Telecom companies winning spectrum in the upcoming auction may have to fulfil fresh additional roll-out obligation.
The Empowered Group of Ministers on telecom has taken a view that apart from existing roll-out norms based on covering district headquarters, telecom companies should also be asked to cover up to block head quarters.
This will, however, be applicable only on those telecom firms who use shared infrastructure created from public fund.
The EGoM headed by the Home Minister, Mr P. Chidambaram, had asked the DoT to take operators feedback on the new formula and send a revised proposal for the Group’s consideration.
The EGoM is scheduled to meet tomorrow to take decision on this issue apart from determining the reserve price for the spectrum auction.

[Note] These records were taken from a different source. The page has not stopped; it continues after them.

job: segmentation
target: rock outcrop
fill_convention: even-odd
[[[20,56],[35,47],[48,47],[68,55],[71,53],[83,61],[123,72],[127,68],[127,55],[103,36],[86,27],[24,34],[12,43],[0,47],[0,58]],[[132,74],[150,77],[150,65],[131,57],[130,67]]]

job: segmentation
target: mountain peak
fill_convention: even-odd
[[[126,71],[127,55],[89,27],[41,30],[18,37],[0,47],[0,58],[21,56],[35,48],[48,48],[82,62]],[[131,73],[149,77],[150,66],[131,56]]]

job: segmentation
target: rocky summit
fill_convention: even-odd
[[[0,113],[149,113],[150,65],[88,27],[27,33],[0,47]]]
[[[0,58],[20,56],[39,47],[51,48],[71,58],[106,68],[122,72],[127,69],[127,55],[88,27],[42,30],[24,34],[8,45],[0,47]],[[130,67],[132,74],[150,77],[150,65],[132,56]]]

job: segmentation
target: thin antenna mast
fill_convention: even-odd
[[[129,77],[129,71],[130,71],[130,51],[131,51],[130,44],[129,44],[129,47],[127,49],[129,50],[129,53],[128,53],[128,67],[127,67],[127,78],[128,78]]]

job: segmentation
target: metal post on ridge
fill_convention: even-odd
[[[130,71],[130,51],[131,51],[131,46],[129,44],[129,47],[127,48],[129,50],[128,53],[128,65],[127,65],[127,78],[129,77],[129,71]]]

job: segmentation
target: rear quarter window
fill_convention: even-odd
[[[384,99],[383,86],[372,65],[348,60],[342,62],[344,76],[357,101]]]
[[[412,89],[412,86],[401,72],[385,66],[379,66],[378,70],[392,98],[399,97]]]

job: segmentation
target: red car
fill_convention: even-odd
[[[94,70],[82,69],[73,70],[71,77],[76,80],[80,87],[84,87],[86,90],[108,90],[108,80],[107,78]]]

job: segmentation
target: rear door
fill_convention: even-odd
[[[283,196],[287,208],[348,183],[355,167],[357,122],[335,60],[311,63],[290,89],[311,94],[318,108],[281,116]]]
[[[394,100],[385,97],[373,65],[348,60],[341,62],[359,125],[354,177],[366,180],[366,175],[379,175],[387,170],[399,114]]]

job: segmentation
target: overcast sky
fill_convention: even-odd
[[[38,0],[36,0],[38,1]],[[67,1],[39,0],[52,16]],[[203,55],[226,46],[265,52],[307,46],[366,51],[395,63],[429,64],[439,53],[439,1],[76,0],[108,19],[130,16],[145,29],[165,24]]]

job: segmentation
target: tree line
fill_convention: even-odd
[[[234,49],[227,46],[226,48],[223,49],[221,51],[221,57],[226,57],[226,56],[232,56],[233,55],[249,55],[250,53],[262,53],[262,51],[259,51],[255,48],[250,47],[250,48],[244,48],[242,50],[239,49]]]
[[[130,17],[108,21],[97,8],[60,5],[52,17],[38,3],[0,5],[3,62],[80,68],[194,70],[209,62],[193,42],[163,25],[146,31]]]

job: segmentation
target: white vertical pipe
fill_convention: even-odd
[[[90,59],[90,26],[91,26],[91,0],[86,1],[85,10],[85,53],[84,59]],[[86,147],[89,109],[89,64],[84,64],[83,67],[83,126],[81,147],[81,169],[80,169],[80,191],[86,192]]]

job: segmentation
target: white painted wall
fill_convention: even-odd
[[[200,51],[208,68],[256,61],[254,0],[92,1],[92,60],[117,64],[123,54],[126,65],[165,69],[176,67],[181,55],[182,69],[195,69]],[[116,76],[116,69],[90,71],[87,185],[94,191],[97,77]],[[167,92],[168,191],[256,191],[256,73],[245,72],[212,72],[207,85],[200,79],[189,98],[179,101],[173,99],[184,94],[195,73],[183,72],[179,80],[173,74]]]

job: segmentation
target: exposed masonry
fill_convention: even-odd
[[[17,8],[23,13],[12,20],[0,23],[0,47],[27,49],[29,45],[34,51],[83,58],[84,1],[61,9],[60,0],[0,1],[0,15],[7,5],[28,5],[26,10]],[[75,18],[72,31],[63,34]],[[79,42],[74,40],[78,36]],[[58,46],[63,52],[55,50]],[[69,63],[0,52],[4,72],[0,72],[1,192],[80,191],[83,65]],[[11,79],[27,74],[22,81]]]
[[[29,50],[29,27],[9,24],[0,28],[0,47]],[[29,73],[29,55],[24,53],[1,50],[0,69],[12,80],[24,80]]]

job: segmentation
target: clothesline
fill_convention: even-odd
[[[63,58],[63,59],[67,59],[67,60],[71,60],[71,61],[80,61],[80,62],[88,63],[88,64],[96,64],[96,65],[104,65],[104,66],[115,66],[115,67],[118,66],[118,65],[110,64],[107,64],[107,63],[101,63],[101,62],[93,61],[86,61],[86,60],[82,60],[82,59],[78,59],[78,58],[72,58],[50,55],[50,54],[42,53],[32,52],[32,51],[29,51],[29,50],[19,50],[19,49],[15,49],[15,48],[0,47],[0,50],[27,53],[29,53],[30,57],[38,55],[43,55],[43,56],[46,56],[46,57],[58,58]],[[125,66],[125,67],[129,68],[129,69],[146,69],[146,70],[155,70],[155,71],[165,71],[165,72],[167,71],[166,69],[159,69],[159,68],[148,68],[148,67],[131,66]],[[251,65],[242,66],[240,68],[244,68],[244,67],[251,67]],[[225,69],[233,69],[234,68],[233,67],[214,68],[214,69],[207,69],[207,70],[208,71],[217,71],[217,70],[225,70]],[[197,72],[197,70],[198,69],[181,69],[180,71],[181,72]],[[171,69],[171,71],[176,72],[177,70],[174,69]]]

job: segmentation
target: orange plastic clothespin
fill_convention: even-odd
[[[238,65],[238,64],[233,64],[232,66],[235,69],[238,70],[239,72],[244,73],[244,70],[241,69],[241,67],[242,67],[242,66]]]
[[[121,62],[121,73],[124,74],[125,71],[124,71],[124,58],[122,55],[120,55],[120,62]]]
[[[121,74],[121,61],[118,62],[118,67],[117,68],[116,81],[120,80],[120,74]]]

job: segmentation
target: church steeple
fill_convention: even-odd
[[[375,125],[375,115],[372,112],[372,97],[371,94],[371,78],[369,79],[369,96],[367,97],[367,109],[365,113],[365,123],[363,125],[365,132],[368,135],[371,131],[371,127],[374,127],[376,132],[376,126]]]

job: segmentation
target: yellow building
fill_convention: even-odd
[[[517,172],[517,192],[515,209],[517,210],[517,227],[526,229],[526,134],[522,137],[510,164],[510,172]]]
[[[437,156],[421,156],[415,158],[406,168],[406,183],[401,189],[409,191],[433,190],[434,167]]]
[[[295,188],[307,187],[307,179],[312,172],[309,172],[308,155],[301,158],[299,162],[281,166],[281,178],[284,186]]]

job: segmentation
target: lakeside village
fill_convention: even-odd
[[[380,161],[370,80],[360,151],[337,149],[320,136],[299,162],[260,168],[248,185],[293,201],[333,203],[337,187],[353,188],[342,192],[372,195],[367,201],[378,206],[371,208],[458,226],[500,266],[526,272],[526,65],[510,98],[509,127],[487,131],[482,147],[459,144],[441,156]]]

The TRAI had earlier proposed to completely overhaul the roll-out norms by basing it on habitation instead of geographical coverage. But the DoT trashed this proposal on grounds that it would be legally untenable to change roll-out norms drastically, given that most operators have already completed their existing obligation.
The DoT had instead proposed to ask operators to cover 20 per cent of block headquarters in their circles within the first two years and another 10 per cent in the third year.
Coverage beyond that will be left to the operators depending on the viability of offering services.
Under the current licence conditions, mobile operators are required to cover at least 10 per cent of the district headquarters in the first year and 50 per cent of the districts in three years.
Minutes of last EGoM
According to the Minutes of the last EGoM meeting seen by Business Line , a view has emerged that the roll-out obligation should be a mix of the two.
Wherever operators use their own infrastructure there will not be any additional roll-out conditions, but in case they are sharing towers or any of the other infrastructure, then they will have to roll-out into block headquarters as well.
But the big decision being awaited by everyone in the industry is the reserve price. The TRAI has proposed to fix the base price at Rs 18,000 crore, but the industry wants it reduced by at least 80 per cent.
Tariff
While the telecom regulator feels that the proposed base price will increase tariffs by 5-10 paise a minute, operators claim that the hike could be as much as 90 paise a minute.
The Cellular Operators’ Association of India has shot off another letter to the EGoM saying that the TRAI’s projections were unrealistic, as it had not accounted for various factors including full impact of spectrum re-farming.